Interpreting ACF or Auto-correlation plot
Time series is linearly related to a lagged version of itself.
What is ACF plot ?
A time series is a sequence of measurements of the same variable(s) made over time. Usually, the measurements are made at evenly spaced times — for example, monthly or yearly. The coefficient of correlation between two values in a time series is called the autocorrelation function (ACF).
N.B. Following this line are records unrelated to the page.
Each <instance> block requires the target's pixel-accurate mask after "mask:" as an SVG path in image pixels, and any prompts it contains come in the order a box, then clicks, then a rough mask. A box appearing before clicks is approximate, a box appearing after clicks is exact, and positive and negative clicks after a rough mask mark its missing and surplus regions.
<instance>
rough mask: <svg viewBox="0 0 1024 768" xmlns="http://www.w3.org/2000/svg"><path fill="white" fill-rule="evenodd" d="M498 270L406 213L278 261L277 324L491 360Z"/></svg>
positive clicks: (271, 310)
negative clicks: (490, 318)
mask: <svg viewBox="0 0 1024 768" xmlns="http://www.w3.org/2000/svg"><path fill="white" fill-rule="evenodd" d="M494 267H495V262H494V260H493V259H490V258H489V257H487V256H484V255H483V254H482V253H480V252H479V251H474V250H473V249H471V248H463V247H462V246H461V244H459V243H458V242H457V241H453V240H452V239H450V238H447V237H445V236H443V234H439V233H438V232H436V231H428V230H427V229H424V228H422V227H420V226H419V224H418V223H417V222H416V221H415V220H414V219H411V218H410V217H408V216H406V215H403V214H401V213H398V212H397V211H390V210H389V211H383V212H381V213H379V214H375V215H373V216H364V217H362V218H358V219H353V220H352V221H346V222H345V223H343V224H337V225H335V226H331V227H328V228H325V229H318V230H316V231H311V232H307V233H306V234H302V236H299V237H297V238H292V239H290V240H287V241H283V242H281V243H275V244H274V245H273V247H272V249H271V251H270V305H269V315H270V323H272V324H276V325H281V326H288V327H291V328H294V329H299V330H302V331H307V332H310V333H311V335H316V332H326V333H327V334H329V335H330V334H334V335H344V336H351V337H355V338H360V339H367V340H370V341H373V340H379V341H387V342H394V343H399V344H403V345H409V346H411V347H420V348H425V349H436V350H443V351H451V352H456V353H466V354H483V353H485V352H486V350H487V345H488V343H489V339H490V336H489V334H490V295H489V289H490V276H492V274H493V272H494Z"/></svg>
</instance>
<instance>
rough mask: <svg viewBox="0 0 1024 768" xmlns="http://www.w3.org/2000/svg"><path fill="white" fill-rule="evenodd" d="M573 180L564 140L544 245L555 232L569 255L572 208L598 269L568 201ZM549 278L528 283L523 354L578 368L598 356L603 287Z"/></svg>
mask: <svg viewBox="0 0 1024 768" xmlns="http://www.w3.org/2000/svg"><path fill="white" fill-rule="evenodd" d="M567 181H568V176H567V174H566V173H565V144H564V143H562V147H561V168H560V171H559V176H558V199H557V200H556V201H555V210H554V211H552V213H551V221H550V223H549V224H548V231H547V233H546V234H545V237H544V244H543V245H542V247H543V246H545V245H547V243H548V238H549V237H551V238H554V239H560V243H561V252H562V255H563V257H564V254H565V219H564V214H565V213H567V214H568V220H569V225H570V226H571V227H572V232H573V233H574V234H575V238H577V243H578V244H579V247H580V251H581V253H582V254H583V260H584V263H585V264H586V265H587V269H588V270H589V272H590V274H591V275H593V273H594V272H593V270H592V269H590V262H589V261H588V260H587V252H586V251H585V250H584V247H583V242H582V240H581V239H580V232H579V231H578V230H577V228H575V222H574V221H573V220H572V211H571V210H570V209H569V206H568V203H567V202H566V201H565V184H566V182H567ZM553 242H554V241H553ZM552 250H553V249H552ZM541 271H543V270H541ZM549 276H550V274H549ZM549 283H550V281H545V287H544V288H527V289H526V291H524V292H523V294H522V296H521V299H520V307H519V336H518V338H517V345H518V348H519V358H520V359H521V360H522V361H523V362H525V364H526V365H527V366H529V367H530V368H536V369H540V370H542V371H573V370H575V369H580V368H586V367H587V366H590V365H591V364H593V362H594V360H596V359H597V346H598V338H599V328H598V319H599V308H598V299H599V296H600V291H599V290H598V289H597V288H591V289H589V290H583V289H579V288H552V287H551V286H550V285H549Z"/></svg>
In other words,
>Autocorrelation represents the degree of similarity between a given time series and a lagged version of itself over successive time intervals.
>Autocorrelation measures the relationship between a variable’s current value and its past values.
>An autocorrelation of +1 represents a perfect positive correlation, while an autocorrelation of negative 1 represents a perfect negative correlation.
Why useful ?
- Help us uncover hidden patterns in our data and help us select the correct forecasting methods.
- Help identify seasonality in our time series data.
- Analyzing the autocorrelation function (ACF) and partial autocorrelation function (PACF) in conjunction is necessary for selecting the appropriate ARIMA model for any time series prediction.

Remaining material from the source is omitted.